The Amazing Power of the Subconscious Mind


The greatest asset you own is the power of your mind. But to take full advantage of that great power, you need to understand how your mind works and how to align your conscious desires with your subconscious programs. 

When your conscious desires are aligned with your subconscious patterns, you will be unstoppable. 

To align the two, you will need to understand the infallible rules of the subconscious mind and how to use them to eliminate blocks that are limiting your successes.  

If you have ever considered the many things humans have accomplished, you know the power of the conscious mind. 

And if you have ever tried to conquer a fear, change a habit, or get more motivated to do something you want to do but haven’t been doing, only to find yourself up against a seemingly immovable wall, you know the power of the subconscious mind.

As powerful as the conscious mind is, the subconscious mind is estimated to be thousands of times more powerful.  So much more powerful that whenever your conscious and subconscious are in conflict, your subconscious mind invariably wins. A fact you have no doubt experienced.

The conscious mind is logical where the subconscious is imaginal. The imaginal mind builds stories around images, sensations, and concepts rather than concrete facts. And the stories it creates don't need be factual, they just need to make sense conceptually.

The conscious mind actively seeks information and hands it off to the subconscious, which passively receives it and turns it into a complete, full-bodied story. And, like all stories, they live in the imaginal, conceptual world. 

Subconscious stories all have a specific purpose and a specific trigger, which gets activated whenever the right stimulus is present. 

Problems arise when the stories that are getting triggered conflict with conscious desires. And as you have likely discovered, whenever conscious logic or desire competes with subconscious imaginative concepts, the conceptual view always wins, and we find ourselves doing things we don’t consciously want to be doing, or not doing things we wish we were.

Trying to eliminate a fear or change an ingrained habit through will power or self-discipline (conscious will) doesn’t really work, though at times it appears that it does. 

People who insist on using a logical course of action to make a change are often not aware that they must first imagine themselves doing what they want to be doing before they can determine to do it.  Logic activates the conscious mind, but doesn’t affect the subconscious mind.  Only when the desired change is a clear and present reality to the subconscious mind does a change actually occur. 

For example, a smoker trying to quit must change the image he or she holds of cigarettes and of himself as a smoker before a change, or even a desire to change, can take place.  

As long as the smoker imagines the act of smoking as a pleasant experience with some benefit, and cannot override that image with something unpleasant and undesirable, the smoking continues no matter external action what the individual may try.  

The same is true of a dieter.

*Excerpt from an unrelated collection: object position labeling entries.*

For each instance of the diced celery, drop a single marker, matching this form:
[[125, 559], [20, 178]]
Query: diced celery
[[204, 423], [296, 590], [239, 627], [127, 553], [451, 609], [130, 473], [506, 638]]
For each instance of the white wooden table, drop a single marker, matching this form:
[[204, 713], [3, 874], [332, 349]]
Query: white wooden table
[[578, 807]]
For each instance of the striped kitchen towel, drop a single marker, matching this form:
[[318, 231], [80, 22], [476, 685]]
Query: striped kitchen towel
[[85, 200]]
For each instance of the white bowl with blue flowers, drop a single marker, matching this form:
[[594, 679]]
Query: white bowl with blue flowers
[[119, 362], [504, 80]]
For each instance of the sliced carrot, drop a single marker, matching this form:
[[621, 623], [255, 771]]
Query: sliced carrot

Before overweight, out of shape people can get fit and trim, three things have to happen:

  1. They have to change their body image, that is, how they see themselves in their mind's eye.
     
  2. They have to love their entire self (body and all) enough to take care of themselves on every level, and of course, this won't happen as long as the body image they hold is not to their liking.
     
  3. They have to look at food differently. As long as they hold onto the pleasure of consuming big meals or high calorie foods, as opposed to seeing food as a means for nourishing and maintaining a fit, healthy body, the individual will continue to overeat and/or eat the wrong foods and will continue to struggle with their weight.

Notice that all of the changes noted above are imaginary concepts. People don't love what they see as undesirable or unappealing. But, resisting an undesirable or unappealing thing doesn’t change it. In fact, resistance generally just gives it more strength... kind of like adding weights to a workout routine. The greater the resistance, the stronger the muscles grow to compensate. The mind works in exactly the same way. To change our reality, we first have to change our view of it – we have to clearly envision and take ownership of the outcome we want.

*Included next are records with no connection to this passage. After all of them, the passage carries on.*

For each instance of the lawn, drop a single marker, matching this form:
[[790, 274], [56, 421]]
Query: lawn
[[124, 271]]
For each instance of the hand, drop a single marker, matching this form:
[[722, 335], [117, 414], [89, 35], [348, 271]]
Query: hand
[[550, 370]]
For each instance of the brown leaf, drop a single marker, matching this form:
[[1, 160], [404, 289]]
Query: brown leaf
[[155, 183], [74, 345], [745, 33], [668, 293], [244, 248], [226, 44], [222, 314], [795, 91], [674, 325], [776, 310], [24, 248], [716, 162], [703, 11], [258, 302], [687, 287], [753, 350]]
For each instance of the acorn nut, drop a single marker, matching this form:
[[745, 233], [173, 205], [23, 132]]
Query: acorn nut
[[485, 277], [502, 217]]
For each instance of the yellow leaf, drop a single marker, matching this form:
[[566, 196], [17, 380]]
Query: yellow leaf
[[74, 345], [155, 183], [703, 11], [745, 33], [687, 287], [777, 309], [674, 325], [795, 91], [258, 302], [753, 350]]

The subconscious mind is like a homing device. It unfailingly follows whatever we focus on and take ownership of.

In the classic self-help book, Napoleon Hill's Think and Grow Rich, Hill, after thirty years of studying successful men, boiled all the things he had discovered down to one essential factor: successful people achieve great things because they are able to clearly visualize what they want and take ownership of it before they actually have it. This is not a “fake it till you make it” approach as many suggest. It’s more like knowing, without a doubt, that you have a hundred million dollars in a bank in Switzerland that you have to show up in person to claim. If you knew that, you would do whatever it took to get to that bank in Switzerland. You don’t have the money in your hands, but you know it’s yours once you arrive to claim it. That’s the kind of ownership to which Napoleon Hill was referring.   

Clarity and ownership are the ultimate keys to success.  

But, here's the rub: until you get all the old rubbish that now clutters your mind out of your way, you won't have any choice except to deal with it, and as long as you are dealing with it, you are stuck where you are.

Your subconscious mind is one of the most powerful forces you have available to you. Learn how it works and work with it, and you can have anything you want faster and easier than you might now imagine is possible.